When I lived in Japan in college, I met a Japanese man who said he wanted to come to America to see the horizon. I didn’t really understand what he meant at the time. Living in Tokyo means there are lots of buildings, everywhere, and most of Japan that isn’t a city is a mountain.
But I’d lived in Chicago my whole life and you can go to the lake, or the ocean in Tokyo, and see the horizon and watch the sun rise (or set). But the longer I live in central Illinois, where you really CAN see the horizon, I know he didn’t just mean he wanted to see the line where the sky and earth meet if you look in one specific direction. He meant he wanted to have that sensation of being in an empty place, with no buildings.
Where maybe you can’t actually see the horizon, but that’s because the corn is taller than you.
And the horizon is not just a physical line in the distance, but something we can try to get to.

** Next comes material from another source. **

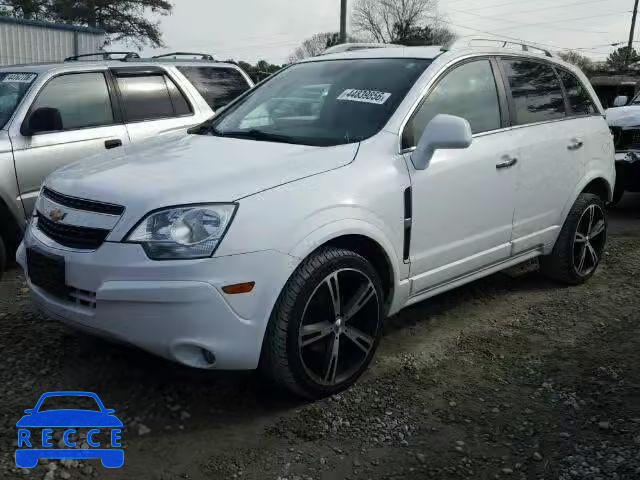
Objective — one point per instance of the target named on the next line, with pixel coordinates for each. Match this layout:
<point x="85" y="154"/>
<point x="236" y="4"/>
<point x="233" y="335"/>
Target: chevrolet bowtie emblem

A place where everyone has access to as much good, clean, healthy food as they need, and the farmers growing it make a living wage. Where rural communities can be a vibrant break in the horizon, not a depressing reminder of the past.
At the same time I see the need to make sure that farmland stays as farmland and that there are farmers there to do it. Doing what I do now at work means that I have a part in making sure that there continues to be a horizon to try to get to, whether you’re out for a run, or out for a day of work in the field, or out for dinner and order locally grown food to eat.